Prezydent przypomniał, że w ten sam sposób PO chciała w 2008 roku pozbawić dostępu do informacji niejawnych Antoniego Macierewicza. - Proszę zapytać premiera Kaczyńskiego, polityków PiS, co wtedy sądziliśmy jako politycy PiS na temat tej metody i tego działania, bo pamiętam, co mówił o tym prezydent Kaczyński, bo byłem jego ministrem i pamiętam co powiedział. Dokładnie to, co ja powiedziałem - stwierdził prezydent.

- Powiedziałem to co myślę. Mnie próbuje się utrudnić wykonywanie mojej konstytucyjnej funkcji jaką jest sprawowanie zwierzchnictwa nad Siłami Zbrojnymi, które jest jednym z najważniejszych zadań prezydenta. To że mojego ważnego współpracownika pozbawia się de facto możliwości współpracy ze mną, to jest coś, z czym nie mogę się pogodzić. Też bardzo szanuję ministra Macierewicza i jego dorobek dla Polski, tym bardziej że jest jednym z absolutnie najważniejszych twórców KOR, człowiekiem wielce zasłużonym dla odzyskania przez nas suwerenności i niepodległości i powiem szczerze, że ta sytuacja jest dla mnie niezwykle smutna - mówił prezydent w wywiadzie dla TVP Info. - Nigdy się nie spodziewałem, przystępując do współpracy z Macierewiczem jako ministrem obrony, że taka sytuacja w ogóle w relacjach pomiędzy Pałacem a MON zaistnieje, że współpracownicy prezydenta będą w taki sposób traktowani. To coś w co naprawdę do tej pory nie mogę uwierzyć, że można w ten sposób traktować moich współpracowników. Dla mnie to sytuacja dramatyczna. Nie pogodzę się z tym i nie ustąpię jako prezydent, bo zastosowano metody, z którymi uczciwy człowiek nie może się absolutnie pogodzić. Mam nadzieję i wierzę w to głęboko żę ten problem uda się rozwiązać i że współpraca między MON a Pałacem wróci do normalnych torów. Bardzo bym tego chciał i bardzo mi na tym zależy - stwierdził.

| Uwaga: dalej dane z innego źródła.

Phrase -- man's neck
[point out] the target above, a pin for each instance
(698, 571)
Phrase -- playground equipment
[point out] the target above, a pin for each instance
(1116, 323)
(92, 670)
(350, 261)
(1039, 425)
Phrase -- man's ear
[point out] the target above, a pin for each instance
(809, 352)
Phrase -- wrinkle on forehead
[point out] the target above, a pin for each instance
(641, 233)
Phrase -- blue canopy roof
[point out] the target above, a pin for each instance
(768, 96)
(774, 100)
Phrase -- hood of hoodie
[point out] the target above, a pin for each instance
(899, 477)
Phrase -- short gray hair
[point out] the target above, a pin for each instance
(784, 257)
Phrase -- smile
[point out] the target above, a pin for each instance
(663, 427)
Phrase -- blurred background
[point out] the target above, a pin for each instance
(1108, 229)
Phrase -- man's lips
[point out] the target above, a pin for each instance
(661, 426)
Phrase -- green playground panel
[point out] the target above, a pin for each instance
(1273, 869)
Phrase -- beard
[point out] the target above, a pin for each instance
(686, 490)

Konieczna jest pilna naprawa relacji na linii BBN-MON

Wcześniej WP poprosiła o komentarz w sprawie upublicznionego nagrania Krzysztofa Łapińskiego. Rzecznik prezydenta stwierdził, że na razie nie będzie się wypowiadał.

Dwie godziny później zmienił zdanie. - Komentowana wczoraj bardzo szeroko wypowiedź pana prezydenta, to była wypowiedź prywatna do osoby, która się zwracała do pana prezydenta z pytaniem. To nie była wypowiedź w czasie wywiadu, czy wiecu politycznego. Niemniej skoro została ta wypowiedź wczoraj upubliczniona to stała się też wypowiedzią publiczną - powiedział dziennikarzom Łapiński. - Ona pokazuje jedno, że konieczna jest pilna naprawa relacji na linii BBN-MON. Panu prezydentowi zależy, żeby doszło do naprawy tych relacji pomiędzy MON a BNN. Panu prezydentowi zależy też na tym, żeby wobec pracowników BBN, oficerów, którzy tam pracują nie był stosowane takie metody, jakie stosowała PO wówczas wobec ministra Macierewicza - dodał.

Polityczny kłopot

Od osób z otoczenia Andrzeja Dudy Wirtualna Polska usłyszała, że Pałac zdaje sobie sprawę z tego, że nagranie będzie dla prezydenta poważnym politycznym kłopotem. Andrzej Duda przyznał, że rzeczywiście mógł coś takiego powiedzieć, nie spodziewał się, że ktoś może go nagrać - usłyszeliśmy od jednej z osób w otoczeniu głowy państwa.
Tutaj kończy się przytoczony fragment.